Many of the people that were cheating were not considered to be great students.

They were, however, great athletes.

These two students learned that "tutors" were learning what was to be on the tests that their students were studying for and passing this information along to the athletes.

"Passing the poop", as people called it.

These students were obviously doing very well on the tests that they were taking.


The Honor Code stated:

"A cadet will not lie, cheat or steal or tolerate those who do".

The swimmer who learned of the cheating scandal told his friends about the situation, and it was decided that the Honor Committee should be told.

Word soon made its way to the top of West Point, and the cheating scandal started to unravel.


The young athletes who had taken part in the cheating ring were brought in, one-by-one, to be questioned.
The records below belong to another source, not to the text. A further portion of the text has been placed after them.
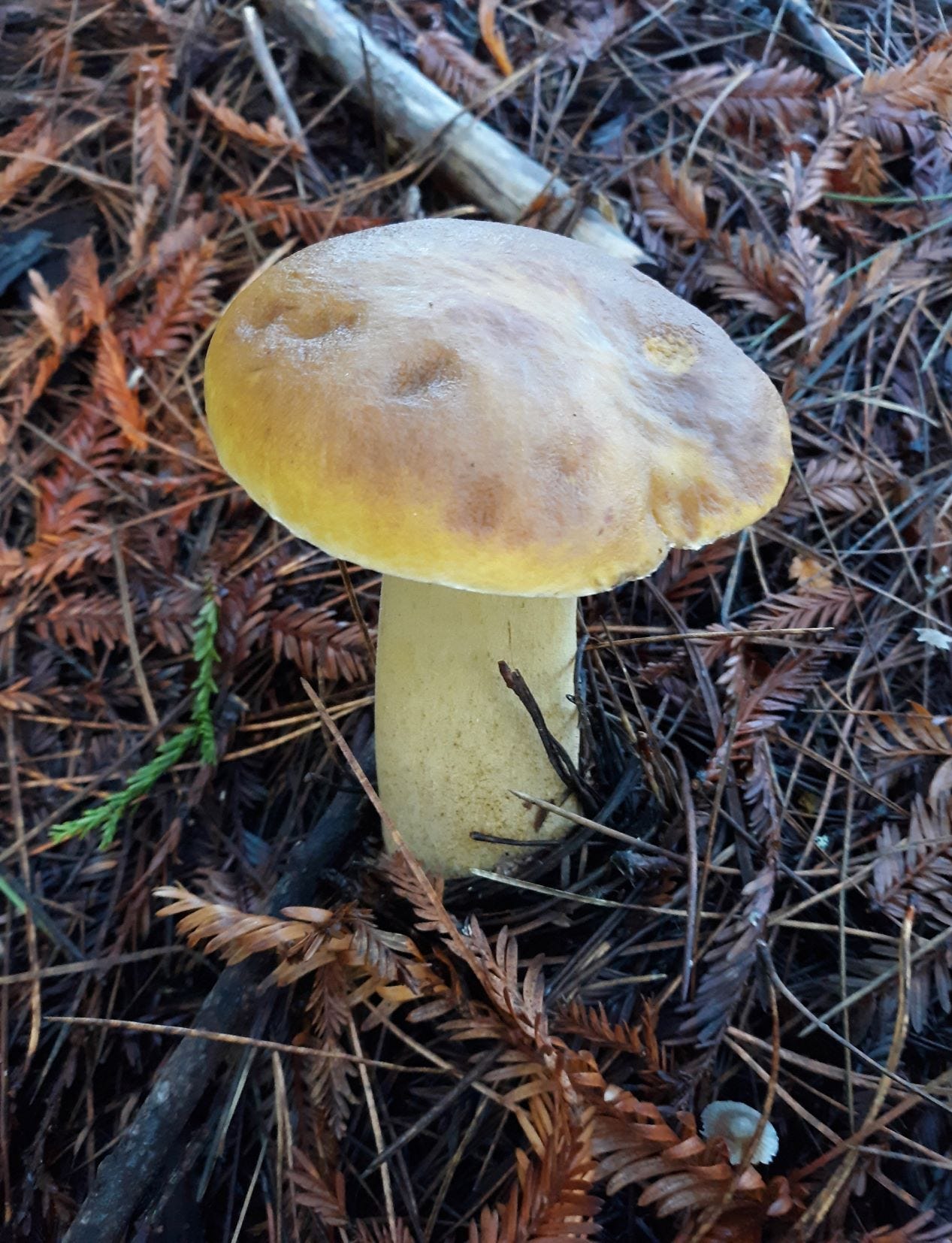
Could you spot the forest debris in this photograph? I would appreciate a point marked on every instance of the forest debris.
(479, 159)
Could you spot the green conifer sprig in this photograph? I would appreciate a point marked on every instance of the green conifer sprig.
(106, 817)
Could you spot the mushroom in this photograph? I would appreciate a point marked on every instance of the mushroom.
(736, 1125)
(500, 420)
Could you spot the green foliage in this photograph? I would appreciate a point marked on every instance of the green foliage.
(106, 817)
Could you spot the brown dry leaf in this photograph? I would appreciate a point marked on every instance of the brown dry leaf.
(672, 201)
(26, 167)
(917, 733)
(775, 95)
(443, 59)
(811, 574)
(273, 136)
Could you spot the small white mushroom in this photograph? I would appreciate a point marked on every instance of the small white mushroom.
(735, 1123)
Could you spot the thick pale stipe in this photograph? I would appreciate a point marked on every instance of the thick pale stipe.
(452, 739)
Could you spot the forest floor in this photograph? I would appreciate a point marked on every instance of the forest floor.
(771, 920)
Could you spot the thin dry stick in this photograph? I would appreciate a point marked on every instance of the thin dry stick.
(693, 929)
(374, 1127)
(821, 1207)
(476, 157)
(17, 811)
(327, 721)
(261, 53)
(129, 623)
(358, 614)
(203, 1033)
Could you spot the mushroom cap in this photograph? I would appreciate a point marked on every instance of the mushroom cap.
(488, 407)
(736, 1123)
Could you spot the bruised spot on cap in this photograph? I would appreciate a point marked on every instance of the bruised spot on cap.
(302, 317)
(672, 349)
(479, 507)
(433, 368)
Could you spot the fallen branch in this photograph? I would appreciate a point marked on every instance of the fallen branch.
(125, 1176)
(484, 165)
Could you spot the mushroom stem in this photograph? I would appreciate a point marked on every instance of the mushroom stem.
(452, 739)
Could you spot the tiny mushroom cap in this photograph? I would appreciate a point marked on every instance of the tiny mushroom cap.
(491, 408)
(736, 1123)
(500, 420)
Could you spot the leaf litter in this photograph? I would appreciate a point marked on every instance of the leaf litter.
(767, 720)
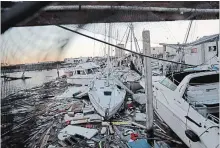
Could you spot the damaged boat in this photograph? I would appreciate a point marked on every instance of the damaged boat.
(106, 96)
(83, 74)
(189, 103)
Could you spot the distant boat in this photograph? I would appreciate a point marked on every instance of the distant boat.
(83, 73)
(106, 96)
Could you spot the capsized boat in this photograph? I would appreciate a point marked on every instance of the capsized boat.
(106, 95)
(188, 103)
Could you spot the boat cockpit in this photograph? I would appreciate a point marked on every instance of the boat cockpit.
(85, 71)
(201, 92)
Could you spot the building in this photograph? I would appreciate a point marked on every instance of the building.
(202, 51)
(119, 52)
(76, 60)
(157, 51)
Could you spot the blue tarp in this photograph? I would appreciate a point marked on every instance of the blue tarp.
(140, 143)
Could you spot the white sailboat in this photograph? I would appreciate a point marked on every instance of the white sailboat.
(83, 74)
(188, 103)
(105, 94)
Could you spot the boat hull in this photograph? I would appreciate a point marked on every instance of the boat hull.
(106, 105)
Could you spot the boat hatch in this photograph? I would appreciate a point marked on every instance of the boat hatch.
(119, 87)
(107, 93)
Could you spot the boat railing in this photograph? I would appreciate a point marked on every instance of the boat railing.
(213, 118)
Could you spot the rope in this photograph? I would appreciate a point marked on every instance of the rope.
(65, 28)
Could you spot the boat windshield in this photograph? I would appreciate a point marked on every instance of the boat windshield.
(80, 72)
(95, 69)
(168, 83)
(89, 71)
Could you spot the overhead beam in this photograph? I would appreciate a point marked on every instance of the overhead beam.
(77, 12)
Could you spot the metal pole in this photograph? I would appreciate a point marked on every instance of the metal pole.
(148, 83)
(164, 57)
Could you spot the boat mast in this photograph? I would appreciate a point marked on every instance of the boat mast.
(148, 83)
(108, 60)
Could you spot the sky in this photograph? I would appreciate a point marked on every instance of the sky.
(21, 45)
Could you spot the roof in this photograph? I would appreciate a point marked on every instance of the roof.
(204, 39)
(87, 65)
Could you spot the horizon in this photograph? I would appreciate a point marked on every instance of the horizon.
(49, 43)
Some immediately confessed - others lied.

The young man who had revealed the cheating scandal to West Point was threatened and had to be put into protective custody.

The accused men would not turn on each other, however, and nobody snitched on anybody else.

I did it, they would say, but I'm not sure who else did.


In the end, 90 young athletes voluntarily resigned instead of being dishonorably discharged.

This included Bob Blaik, quarterback of the football team and son of the head coach.

Many of the football team's best players resigned, leaving the football program in tatters.


Earl Blaik remained on as head coach of the program, as he was not implicated in the cheating scandal.

Army would go 2-7 in 1951, a far cry from their 8-1 record the year before.

The team would see better days ahead, as they would go 8-0-1 in 1958 until the watchful eye of Earl Blaik, and would finish as the #3 team in the nation.

The bloom, however, was off of the rose, and Army was no longer America's darling, and they would never return to their days of multi-year dominance.